On the other hand, there is much to be said for an electoral system that tempers the tyranny of the majority. But is it that simple? The Founders were concerned with the creation of a government that each of the 13 states would accept. Make no mistake, those 13 states jealously guarded their rights and prerogatives, and were not about to give them up without a guarantee that a cabal of more populous states could not infringe on those rights.
And much has occurred since the adoption of the Constitution to reshape our government and define how we Americans govern ourselves. The seminal event was a Civil War that denied to individual states the right to secede. As a result, for better and for worse, we became the United States of America. No one state, much less a group of states, should expect, much less be allowed, to exert such power over the governance of the United States that the rights of the citizens of other states, as Americans, would be infringed.
Again, we live in the 21st century, not the late 18th century. Ours is a society that commodifies almost every aspect of life, including the political. Most of us decry the role of money in modern-day politics. It was different for the Founders, whose power and influence were unquestioned not because of their wealth (they had plenty) but because of their preeminent social position. The Founders did not have to use their wealth to access political power. As white males they already had it. Times have changed.

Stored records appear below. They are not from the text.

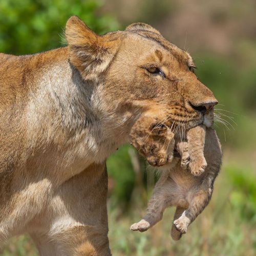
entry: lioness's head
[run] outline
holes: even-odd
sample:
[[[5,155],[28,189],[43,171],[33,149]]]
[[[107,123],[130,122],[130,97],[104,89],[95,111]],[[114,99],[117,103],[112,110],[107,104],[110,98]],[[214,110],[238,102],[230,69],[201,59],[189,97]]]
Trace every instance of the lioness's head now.
[[[192,58],[150,25],[136,23],[99,36],[73,16],[66,36],[70,61],[97,84],[102,109],[119,115],[155,109],[166,114],[169,125],[187,129],[204,121],[211,125],[205,114],[218,101],[194,74]]]

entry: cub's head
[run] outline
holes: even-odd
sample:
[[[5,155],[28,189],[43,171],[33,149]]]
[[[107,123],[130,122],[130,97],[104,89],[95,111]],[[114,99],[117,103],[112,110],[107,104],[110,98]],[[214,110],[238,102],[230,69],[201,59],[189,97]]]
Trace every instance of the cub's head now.
[[[99,36],[73,16],[66,35],[70,61],[95,84],[102,111],[131,117],[151,109],[165,113],[168,126],[212,124],[208,114],[218,101],[194,74],[192,58],[151,26],[136,23]]]

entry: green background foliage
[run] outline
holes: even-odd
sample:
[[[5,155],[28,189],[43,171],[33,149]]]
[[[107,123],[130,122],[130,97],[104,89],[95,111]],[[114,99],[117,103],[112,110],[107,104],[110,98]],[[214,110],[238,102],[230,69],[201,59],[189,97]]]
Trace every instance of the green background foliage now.
[[[1,52],[32,54],[65,46],[63,29],[73,15],[99,34],[144,22],[181,48],[189,48],[197,75],[219,100],[216,109],[221,110],[216,113],[222,113],[226,123],[215,125],[223,145],[222,171],[209,206],[180,241],[169,236],[173,209],[166,209],[163,220],[146,232],[129,230],[145,212],[157,177],[130,145],[109,158],[110,241],[114,255],[256,254],[256,35],[250,25],[256,23],[256,5],[251,0],[184,3],[0,1]],[[38,255],[26,236],[12,239],[0,253]]]

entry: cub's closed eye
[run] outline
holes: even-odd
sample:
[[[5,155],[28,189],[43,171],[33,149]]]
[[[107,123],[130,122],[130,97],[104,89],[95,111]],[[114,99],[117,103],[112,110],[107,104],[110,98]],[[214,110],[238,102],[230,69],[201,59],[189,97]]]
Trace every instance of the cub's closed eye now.
[[[160,69],[156,67],[150,67],[146,68],[146,70],[151,74],[159,74],[163,77],[165,76],[164,73]]]

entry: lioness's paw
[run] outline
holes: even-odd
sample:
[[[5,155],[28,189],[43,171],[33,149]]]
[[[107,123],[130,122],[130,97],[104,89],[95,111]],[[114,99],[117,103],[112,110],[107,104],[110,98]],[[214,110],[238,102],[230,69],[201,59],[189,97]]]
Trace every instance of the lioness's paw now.
[[[190,161],[188,165],[191,173],[195,176],[200,176],[204,172],[207,166],[206,160],[204,157]]]
[[[141,220],[137,223],[134,223],[130,227],[130,229],[133,231],[139,230],[140,232],[144,232],[147,230],[150,227],[150,223],[145,220]]]

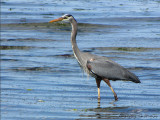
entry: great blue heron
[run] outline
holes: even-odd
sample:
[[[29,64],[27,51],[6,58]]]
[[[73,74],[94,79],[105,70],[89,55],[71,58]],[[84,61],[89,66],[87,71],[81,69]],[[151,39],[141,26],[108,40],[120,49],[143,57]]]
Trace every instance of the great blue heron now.
[[[81,52],[76,43],[77,35],[77,21],[72,15],[65,14],[58,19],[51,20],[51,22],[68,20],[72,26],[71,32],[71,43],[75,58],[77,59],[80,66],[85,72],[90,74],[96,79],[98,87],[98,98],[100,99],[100,83],[101,80],[107,83],[114,94],[115,100],[118,100],[117,94],[113,90],[109,80],[126,80],[135,83],[140,83],[139,78],[122,67],[121,65],[115,63],[114,61],[108,59],[104,56],[97,56],[86,52]]]

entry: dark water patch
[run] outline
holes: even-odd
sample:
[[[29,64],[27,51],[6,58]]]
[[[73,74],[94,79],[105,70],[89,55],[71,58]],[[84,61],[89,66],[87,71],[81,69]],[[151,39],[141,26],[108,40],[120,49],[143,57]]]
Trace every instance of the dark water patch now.
[[[157,111],[153,109],[132,108],[132,107],[108,107],[85,109],[80,117],[92,119],[156,119]],[[93,111],[93,112],[90,112]],[[156,113],[156,114],[155,114]]]
[[[64,57],[64,58],[74,58],[73,54],[62,54],[62,55],[55,55],[56,57]]]
[[[50,71],[50,67],[19,67],[19,68],[12,68],[14,71]]]
[[[29,46],[0,46],[0,50],[12,50],[12,49],[20,49],[20,50],[27,50],[33,47]]]
[[[49,21],[48,21],[49,22]],[[55,22],[55,23],[15,23],[15,24],[1,24],[2,28],[70,28],[70,23]],[[88,24],[88,23],[78,23],[78,28],[117,28],[117,25],[101,25],[101,24]]]
[[[17,38],[17,39],[1,39],[2,42],[9,42],[9,41],[20,41],[20,42],[31,42],[31,41],[57,41],[57,40],[54,40],[54,39],[38,39],[38,38]],[[43,47],[40,47],[40,48],[43,48]]]
[[[158,68],[155,68],[155,67],[129,67],[128,69],[130,69],[130,70],[153,70],[153,71],[158,71],[158,70],[160,70],[160,67]]]
[[[143,51],[148,51],[148,50],[158,50],[160,51],[160,48],[145,48],[145,47],[97,47],[97,48],[92,48],[98,49],[98,50],[116,50],[116,51],[137,51],[137,52],[143,52]]]

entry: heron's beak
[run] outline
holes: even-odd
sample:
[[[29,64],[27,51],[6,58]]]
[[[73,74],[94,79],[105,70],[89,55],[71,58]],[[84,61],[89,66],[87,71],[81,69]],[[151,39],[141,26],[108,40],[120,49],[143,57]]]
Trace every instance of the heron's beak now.
[[[57,21],[62,21],[62,20],[63,20],[63,18],[60,17],[60,18],[57,18],[57,19],[54,19],[54,20],[49,21],[49,23],[57,22]]]

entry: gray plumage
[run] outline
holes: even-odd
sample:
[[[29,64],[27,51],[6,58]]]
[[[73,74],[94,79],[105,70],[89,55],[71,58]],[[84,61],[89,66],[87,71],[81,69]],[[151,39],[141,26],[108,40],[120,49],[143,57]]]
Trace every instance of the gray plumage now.
[[[85,72],[95,77],[97,87],[98,87],[98,98],[100,98],[100,82],[103,80],[108,84],[114,93],[115,100],[117,100],[117,94],[114,92],[110,85],[109,80],[127,80],[135,83],[140,83],[138,77],[122,67],[121,65],[115,63],[114,61],[108,59],[104,56],[97,56],[87,52],[81,52],[76,43],[77,35],[77,21],[72,15],[65,14],[61,18],[52,20],[50,22],[56,22],[61,20],[69,20],[72,26],[71,32],[71,43],[75,58],[79,62],[80,66]]]

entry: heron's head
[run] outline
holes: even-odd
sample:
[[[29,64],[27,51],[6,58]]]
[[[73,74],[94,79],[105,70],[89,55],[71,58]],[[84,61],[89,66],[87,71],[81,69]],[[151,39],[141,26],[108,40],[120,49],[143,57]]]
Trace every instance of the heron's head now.
[[[51,20],[51,21],[49,21],[49,22],[50,22],[50,23],[52,23],[52,22],[57,22],[57,21],[70,21],[70,22],[71,22],[72,19],[74,19],[72,15],[65,14],[65,15],[63,15],[62,17],[57,18],[57,19],[54,19],[54,20]]]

The path to political power is not through social standing, but through money. Money means media access. It buys technology to mine data in order to focus on small cohorts of voters in so-called swing states who can throw the election of a president of 350 million citizens to one candidate or the other. In the final analysis, the downside of the Electoral College is that it works hand-in-glove with moneyed interests to give a small number of people – not surprisingly, white males – access to the presidency of a country in which they are the decided minority.
Is it time to reform the Electoral College system? Perhaps. It’s up to all of us, the citizens, to decide. That means dialogue, not diatribe.
Dick Sciaroni lives in Grass Valley.